ある相続人からの相談です。
遺言書があるので、この遺言書に基づいて手続きをして欲しいとのこと。
その遺言書は、自分で自書したいわゆる『自筆証書遺言』です。
財産は現預金・株式・不動産等あるのに、「どこどこの不動産は、????に相続させる」とだけ記されています。
不動産以外の、現預金・株式等の財産の処分について何ら記載がされていないのです。
現預金・株式等について記載がない場合、その現預金・株式等については「分割協議」の対象となりますので話し合いとなります。

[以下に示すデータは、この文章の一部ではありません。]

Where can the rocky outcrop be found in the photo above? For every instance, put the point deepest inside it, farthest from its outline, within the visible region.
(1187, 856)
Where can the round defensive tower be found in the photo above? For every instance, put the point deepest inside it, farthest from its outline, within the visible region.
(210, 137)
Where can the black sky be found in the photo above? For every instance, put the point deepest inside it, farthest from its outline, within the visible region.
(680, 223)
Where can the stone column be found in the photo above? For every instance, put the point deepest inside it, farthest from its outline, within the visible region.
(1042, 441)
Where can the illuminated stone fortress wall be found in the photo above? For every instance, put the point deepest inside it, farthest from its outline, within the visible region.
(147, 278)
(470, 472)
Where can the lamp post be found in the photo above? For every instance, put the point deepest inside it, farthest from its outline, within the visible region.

この『他の相続人と話し合い(分割協議)をする余地がある』ことが困った理由なのです。
遺言書に記載がある不動産は、遺言書のとおり????に相続させることで相続人全員が一致し、その他の財産についての話し合いがまとまれば円満解決となりそうですが、そうではなく、「遺言書の記載はそれはそれとして、不動産の評価も含めて現預金・株式等について分割協議をしないのなら合意はしない。」と相続人の誰かが主張した場合、非常に困ってしまうのです。
分割協議により遺産の処理(預金の解約や株式の手続き)をするためには、実務上相続人全員の実印・印鑑証明書が必要なケースがほとんどです。
しかし、合意できないとする相続人からは当然印鑑をもらうことはできないでしょう。
そうすると前に進まなくなりますので、争族となり、調停・裁判となることが予想されます。
そのような心配をしながらお手続きを進めましたが、今回は争いもなく無事完了できました。
遺言者の意思により、特定の不動産を特定の誰かに遺す意思表示は大事なことと思いますが、後々のことを想い遺言書を作成するのですから、この遺言書によってどのようなことが起こり得るのかも想定した上で、争うことになるようなことが極力ないような内容の遺言書にしていただきたいと思う事案です。